Usage and Outlook
The cluster Galaxy at Leipzig University is optimized for big data research on a shared nothing architecture. It supports a broad diversity of usage through its flexible partitioning approach, including efficient Hadoop job scheduling and dedicated temporary partitions configured according to the user’s need.
Access to Galaxy
The Galaxy cluster is available for scientists at universities in Saxony and the near vicinity. Cluster usage is organized as follows:
- contact us and we will discuss your requirements
- create an account at register.sc.uni-leipzig.de
- get your reservation for cluster ressources
- access the reserved resources during the reservation interval via SSH to our gateway
- do your research e.g. with Apache Hadoop jobs or on an exclusive cluster partition
- clean resources after usage
- Dr. Stefan Kühne (URZ Leipzig, Research/Development)
- Vadim Bulst (URZ Leipzig, Infrastructure)
- Lars-Peter Meyer (ScaDS Dresden Leipzig)
Although shared nothing is the cluster architecture most mentioned in the field of big data research and galaxy is quite an impressive one, we at ScaDS are happy to have more choices for deploying and testing:
Single Server / Virtual Machine:
Sometimes a dedicated server or virtual machine is the best option.
Especially temporary student projects build temporary shared nothing clusters out of small numbers of office pcs available.
IfI Big Data Research Cluster:
This shared nothing cluster with 18 nodes is located at the computer science department (IfI) of the Leipzig University. This cluster is dedicated for flexible research and offers solid state discs beside normal hard discs as option for comparisons.
As described in this article the Galaxy cluster is equipped with about 2 petabyte storage capacity, about 2000 computing cores and in total about 11.5 terabyte RAM, organized in shared nothing architecture. Although tending to the production oriented side it offers quite a lot of flexibility with its partitioning concept.
Venus is a shared memory computer located at the ZIH at the TU Dresden.
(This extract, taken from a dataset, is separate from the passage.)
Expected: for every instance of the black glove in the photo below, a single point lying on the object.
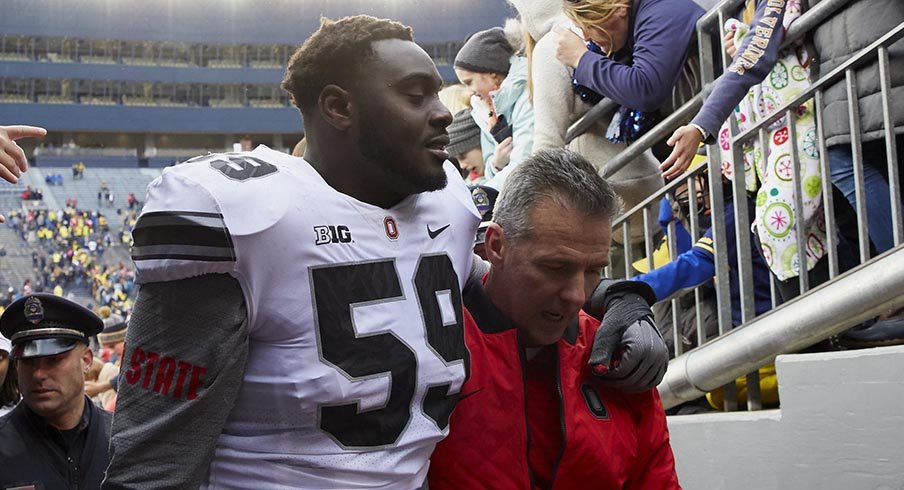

It has 8 terabyte of RAM for 512 cpu cores and is organized with the linux batch job scheduler Slurm.
The new Sirius Cluster with 2 shared memory computers is optimized for in memory databases. Each node is equipped with 6 terabyte RAM and 256 cores. The cluster is located at the Leipzig University Computing Center.
The HPC cluster Taurus is located at the ZIH at the TU Dresden and is listed currently as number 107 in the Top500 List of supercomputers in the world from November 2016. More than 10 000 cores are organized with the linux batch job scheduler Slurm. The deployment of Apache Hadoop on Slurm is possible.